Some of these gemstones have taken up to a billion years to form in the most hostile of environments. When you see the enchanting result of ancient atoms creating uniformity and order from chaos, it makes it easy to see why so many people swear by healing crystals. Maybe they can foster closer human connection to the vibrations of the earth.   

Finding metaphysical balance is just one element of holistic practise. Another facet of utilising alternative health methods involves herbology and plant medicine, both of which were well represented at the event.

Topical organic herbal creams to aid different skin ailments were available to test and purchase from various stalls. Wild Herb Elixirs from Wexford had a few specialised products on offer. The first being a calendula and rose infused balms for all round skin restoration. Another salve offered relief to athletes’ sore muscles through the use of black pepper, comfrey and mint.

These are plants that have been used for thousands of years and have even been employed for their benefits by mainstream skin care brands too.

Another exhibitor of herbal goods for external use was ReHerbal. Again, this maker of natural skincare specialised in just a few items for face and body. Their lavender hand cream was formulated with vitamin E and olive oil to soothe and nourish tired hands.

For the body, ReHerbal offered a calendula cream. Calendula is a flower renowned for its anti-fungal, anti-bacterial and anti-inflammatory properties when converted into an oil, making it ideal for healing many skin issues. 

Gentle physical activity plays a large part in holistic living, and it was a theme prevalent throughout the hall. There were group yoga classes being held at the back of the hall throughout the day, with various different types of yoga being practised, including laughter yoga on one of the days, as led by practitioner Simone Mesching.

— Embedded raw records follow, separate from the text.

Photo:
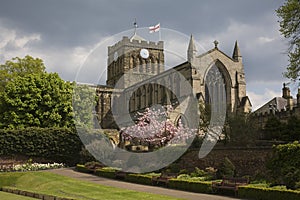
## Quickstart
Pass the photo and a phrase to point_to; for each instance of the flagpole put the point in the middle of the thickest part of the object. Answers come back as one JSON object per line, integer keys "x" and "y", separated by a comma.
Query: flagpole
{"x": 159, "y": 34}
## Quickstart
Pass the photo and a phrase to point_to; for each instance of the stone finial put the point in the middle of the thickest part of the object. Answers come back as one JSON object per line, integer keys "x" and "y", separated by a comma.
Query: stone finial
{"x": 216, "y": 44}
{"x": 236, "y": 52}
{"x": 192, "y": 51}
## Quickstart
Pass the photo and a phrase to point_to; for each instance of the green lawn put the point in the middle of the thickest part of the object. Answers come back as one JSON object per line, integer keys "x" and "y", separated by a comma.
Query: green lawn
{"x": 9, "y": 196}
{"x": 52, "y": 184}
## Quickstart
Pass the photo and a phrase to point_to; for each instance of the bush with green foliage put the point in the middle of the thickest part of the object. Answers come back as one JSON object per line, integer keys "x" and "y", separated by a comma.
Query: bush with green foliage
{"x": 226, "y": 169}
{"x": 83, "y": 169}
{"x": 52, "y": 144}
{"x": 190, "y": 185}
{"x": 277, "y": 130}
{"x": 251, "y": 192}
{"x": 284, "y": 165}
{"x": 198, "y": 172}
{"x": 139, "y": 178}
{"x": 37, "y": 100}
{"x": 106, "y": 172}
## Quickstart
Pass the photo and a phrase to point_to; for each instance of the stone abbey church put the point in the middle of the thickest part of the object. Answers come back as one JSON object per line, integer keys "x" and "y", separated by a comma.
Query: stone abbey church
{"x": 135, "y": 68}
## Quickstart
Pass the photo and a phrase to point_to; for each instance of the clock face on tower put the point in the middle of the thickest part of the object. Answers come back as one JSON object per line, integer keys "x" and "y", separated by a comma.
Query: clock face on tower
{"x": 144, "y": 53}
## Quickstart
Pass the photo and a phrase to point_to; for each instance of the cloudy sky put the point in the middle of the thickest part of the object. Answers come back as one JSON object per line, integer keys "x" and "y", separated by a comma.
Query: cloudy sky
{"x": 64, "y": 32}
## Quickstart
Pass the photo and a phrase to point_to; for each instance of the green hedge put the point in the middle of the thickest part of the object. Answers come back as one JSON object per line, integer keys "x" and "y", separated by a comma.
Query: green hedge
{"x": 267, "y": 193}
{"x": 83, "y": 169}
{"x": 192, "y": 186}
{"x": 139, "y": 178}
{"x": 105, "y": 173}
{"x": 53, "y": 144}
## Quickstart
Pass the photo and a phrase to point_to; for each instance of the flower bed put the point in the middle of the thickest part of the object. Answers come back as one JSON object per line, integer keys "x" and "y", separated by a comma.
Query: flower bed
{"x": 33, "y": 167}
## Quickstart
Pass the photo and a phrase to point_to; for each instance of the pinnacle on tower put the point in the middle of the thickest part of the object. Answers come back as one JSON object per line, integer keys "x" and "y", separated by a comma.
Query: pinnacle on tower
{"x": 192, "y": 51}
{"x": 236, "y": 52}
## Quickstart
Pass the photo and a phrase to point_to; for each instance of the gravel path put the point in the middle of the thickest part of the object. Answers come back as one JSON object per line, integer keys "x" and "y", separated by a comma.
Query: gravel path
{"x": 137, "y": 187}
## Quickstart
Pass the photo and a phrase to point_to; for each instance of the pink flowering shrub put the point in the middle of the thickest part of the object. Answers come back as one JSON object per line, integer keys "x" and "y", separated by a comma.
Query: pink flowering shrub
{"x": 153, "y": 128}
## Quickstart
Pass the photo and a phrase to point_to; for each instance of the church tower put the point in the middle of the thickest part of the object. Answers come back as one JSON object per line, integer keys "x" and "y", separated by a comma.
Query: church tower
{"x": 139, "y": 58}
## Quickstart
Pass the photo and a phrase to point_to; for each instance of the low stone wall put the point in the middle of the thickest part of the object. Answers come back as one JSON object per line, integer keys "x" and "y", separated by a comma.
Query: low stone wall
{"x": 248, "y": 161}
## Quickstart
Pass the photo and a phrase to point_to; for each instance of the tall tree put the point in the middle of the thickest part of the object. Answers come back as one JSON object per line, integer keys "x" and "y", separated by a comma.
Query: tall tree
{"x": 19, "y": 67}
{"x": 290, "y": 28}
{"x": 37, "y": 100}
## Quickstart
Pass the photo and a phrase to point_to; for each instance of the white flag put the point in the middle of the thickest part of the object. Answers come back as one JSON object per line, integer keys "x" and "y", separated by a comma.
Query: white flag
{"x": 155, "y": 28}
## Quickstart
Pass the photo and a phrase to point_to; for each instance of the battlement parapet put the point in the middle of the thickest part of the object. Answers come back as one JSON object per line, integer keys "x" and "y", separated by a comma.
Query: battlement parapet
{"x": 135, "y": 43}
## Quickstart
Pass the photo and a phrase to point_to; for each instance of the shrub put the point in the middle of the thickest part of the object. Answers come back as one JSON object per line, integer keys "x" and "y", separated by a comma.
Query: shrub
{"x": 198, "y": 173}
{"x": 83, "y": 169}
{"x": 106, "y": 173}
{"x": 53, "y": 144}
{"x": 139, "y": 178}
{"x": 192, "y": 186}
{"x": 226, "y": 169}
{"x": 284, "y": 164}
{"x": 251, "y": 192}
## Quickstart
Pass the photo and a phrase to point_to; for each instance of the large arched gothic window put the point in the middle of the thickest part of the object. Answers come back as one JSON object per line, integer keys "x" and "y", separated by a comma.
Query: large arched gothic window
{"x": 215, "y": 89}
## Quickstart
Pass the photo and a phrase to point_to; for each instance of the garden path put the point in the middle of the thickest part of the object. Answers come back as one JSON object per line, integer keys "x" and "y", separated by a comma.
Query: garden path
{"x": 137, "y": 187}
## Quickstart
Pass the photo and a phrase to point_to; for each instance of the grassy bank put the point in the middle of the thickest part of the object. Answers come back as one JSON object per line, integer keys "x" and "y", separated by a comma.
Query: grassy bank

This form of yoga is the practice of inducing voluntary laughter for its physical and psychological benefits and seemed like a particularly interesting one to explore further. Reading up on the benefits of laughter yoga, I was surprised to learn that around 15 minutes of deep belly laughter is the equivalent to 10 minutes running.

There have been scientific studies conducted on the benefits of laughter yoga among older people and people with physical or cognitive difficulties.

It’s not the case for everyone but, in general, as we age our muscle mass lessens and our physical energy falters to a degree. Similarly, people with limited mobility or those who have to be supervised by a carer can often be somewhat left behind when it comes to maintaining regular fitness.

The studies show that laughter yoga is a safe, low impact form of exercise and uncomplicated breathwork that can be utilised by anyone. If the thought of yoga didn’t appeal to some people, Tai Chi was another option to explore at the event through the Tai Chi and Wellness academy run by Rosaleen Fadden. 

There was a section at the event where booths lined the walls. Rows of seats filled with people waiting pensively faced these particular stands. This was the psychic, medium, and clairvoyant area of the event and I think it’s fair to say that many people will consult a clairvoyant at some point during their life.

Their reasons could be driven by sheer curiosity, the desire to communicate with a deceased loved one or to get guidance for their future. It’s a very personal decision to make.

People searching for confirmation that they’re on the right path in life or for some kind of confirmation of an after-life may derive a sense of peace from a spiritual reading. Whatever you may believe or not believe, this area of the event seemed very popular. 

Overall, the Mind Body Experience fair is definitely worth visiting. Whether you’re sceptical, in search of meaning or interested in alternative beliefs and ways of life, the wide array of wellness enterprises to be explored definitely broadens the mind. I certainly left feeling calmer and more enlightened.